For pilots, flying in rain is always a risk
What do you do if you are the pilot of a passenger jet that has to land in the middle of a monsoon downpour? "I pray to god and take the risk of landing on a very wet runway, even though visibility levels are within legally permissible limits," said one pilot requesting anonymity. "The risk is enormous," he added.
Heavy rains place an enormous load on the pilot's shoulders during take-offs and landings. Most of us find it difficult to handle a car on a wet road at 40-50 kmph; imagine steering an aircraft that lands at 260 kmph and takes off at 350 kmph. More than 35 per cent of accidents during landing happen during bad weather.
During rains, when visibility drops below the permissible limit, no pilot is allowed to land. Air traffic control (ATC) tells them when the water level on the runway falls below the 3 mm benchmark. But that's about all the information they get. "Contaminated" or "slippery" levels on the runway are rarely reported.

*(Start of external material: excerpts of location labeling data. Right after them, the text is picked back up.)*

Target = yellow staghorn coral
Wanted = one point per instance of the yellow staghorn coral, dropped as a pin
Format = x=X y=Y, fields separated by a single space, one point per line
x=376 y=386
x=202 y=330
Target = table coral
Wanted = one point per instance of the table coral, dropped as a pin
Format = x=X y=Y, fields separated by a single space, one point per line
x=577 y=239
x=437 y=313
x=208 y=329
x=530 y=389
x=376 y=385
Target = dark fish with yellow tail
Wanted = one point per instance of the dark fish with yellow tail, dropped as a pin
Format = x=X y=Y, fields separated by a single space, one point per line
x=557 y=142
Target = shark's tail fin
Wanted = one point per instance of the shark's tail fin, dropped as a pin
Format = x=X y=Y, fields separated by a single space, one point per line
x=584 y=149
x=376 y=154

Senior airport officials dispute these claims. "We periodically check the runway and ensure friction coefficient (the traction which the aircraft's tyres get on the surface) is sufficient for proper landing and take-off. We take all precautions as per international standards and pilots have never raised any deficiency at the airport. It is not possible to check how slippery the runway is at every moment," said an Airports Authority of India official.
If there is water on the runway, the pilot takes the risk of landing by calculating the distance between the approached concrete and the tyre.
Even though modern aircraft are equipped with sophisticated navigational equipment, in the end, it all comes down to the pilot. In case of excess water, the wheel doesn't rotate properly, causing problems and even skidding.
It's not just the rain. Cloud formations have their own risks. The CB (cumulonimbus) cloud is dangerous as it has lightning, ice, hailstones and wind squalls. There are also violent updrafts and downdrafts with speeds of up to 640 feet per second.